Quelques échanges avec un compagnon tunisien

Retours sur la Révolution de la dignité et l’état actuel des choses en Tunisie

Tout commence le 17 décembre 2010, un Tunisien du nom de Mohamed Bouazizi s’immole devant un bâtiment administratif. Vendeur de fruits, il s’était fait — de nouveau — confisquer son outil de travail (une charrette et une balance). Rapidement, un climat insurrectionnel éclate dans la région de Sidi Bouzid (centre de la Tunisie) ; celle-ci devient le théâtre d’émeutes et d’affrontements entre population et forces de l’ordre. C’est le premier acte du mouvement que l’on va appeler Printemps arabe.
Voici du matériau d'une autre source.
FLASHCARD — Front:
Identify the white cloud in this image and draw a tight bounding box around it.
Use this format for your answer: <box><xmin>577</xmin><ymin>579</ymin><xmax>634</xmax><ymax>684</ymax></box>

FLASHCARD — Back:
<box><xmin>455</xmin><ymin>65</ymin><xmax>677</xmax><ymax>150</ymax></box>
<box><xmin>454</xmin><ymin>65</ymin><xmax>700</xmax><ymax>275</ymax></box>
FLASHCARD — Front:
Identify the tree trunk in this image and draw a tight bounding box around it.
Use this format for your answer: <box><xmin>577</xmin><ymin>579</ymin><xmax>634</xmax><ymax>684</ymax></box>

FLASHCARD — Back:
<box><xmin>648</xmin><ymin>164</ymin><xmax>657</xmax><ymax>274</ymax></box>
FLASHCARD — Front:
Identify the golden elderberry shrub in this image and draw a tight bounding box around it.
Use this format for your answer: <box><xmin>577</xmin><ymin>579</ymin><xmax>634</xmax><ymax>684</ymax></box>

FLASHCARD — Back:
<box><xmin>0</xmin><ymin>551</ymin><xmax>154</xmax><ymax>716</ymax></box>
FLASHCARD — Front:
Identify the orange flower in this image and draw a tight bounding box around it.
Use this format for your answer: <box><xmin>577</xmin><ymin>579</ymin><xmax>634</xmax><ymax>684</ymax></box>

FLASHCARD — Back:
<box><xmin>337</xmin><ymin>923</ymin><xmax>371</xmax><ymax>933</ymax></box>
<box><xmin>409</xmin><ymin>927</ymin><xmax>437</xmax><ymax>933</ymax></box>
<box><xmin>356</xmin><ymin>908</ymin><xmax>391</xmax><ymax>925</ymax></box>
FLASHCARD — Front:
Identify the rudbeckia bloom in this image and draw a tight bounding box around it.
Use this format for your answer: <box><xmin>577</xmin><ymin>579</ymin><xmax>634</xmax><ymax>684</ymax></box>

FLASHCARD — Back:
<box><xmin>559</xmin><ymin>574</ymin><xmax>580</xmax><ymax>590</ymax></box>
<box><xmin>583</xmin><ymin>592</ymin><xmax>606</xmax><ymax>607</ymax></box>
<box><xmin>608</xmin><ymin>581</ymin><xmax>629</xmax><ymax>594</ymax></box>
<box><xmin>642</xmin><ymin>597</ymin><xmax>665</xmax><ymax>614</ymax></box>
Ce mouvement de contestation s’étend par effet domino dans tout le monde arabe comme en Égypte, au Yémen, en Syrie, en Libye, en Jordanie, dans le reste du Maghreb… Celle qui se passe en Tunisie est appelée communément en France la Révolution de jasmin. Ces manifestations sont menées en protestation contre le chômage qui touche une forte proportion de la jeunesse, la corruption des élites politiques et la forte répression policière. Les quatre semaines de manifestations continues, étendues à tout le pays — malgré la répression — sont amplifiées par une grève générale et provoquent la fuite de Ben Ali vers l’Arabie Saoudite. La mobilisation se poursuit jusqu’aux mois de mars et avril, où on voit le processus de transition se terminer sans jamais résoudre ce conflit de classes. Cet entretien avec un compagnon tunisien revient sur les événements qui se sont déroulés lors de l’explosion du conflit, sur la situation actuelle et la question du mouvement anarchiste dans le pays.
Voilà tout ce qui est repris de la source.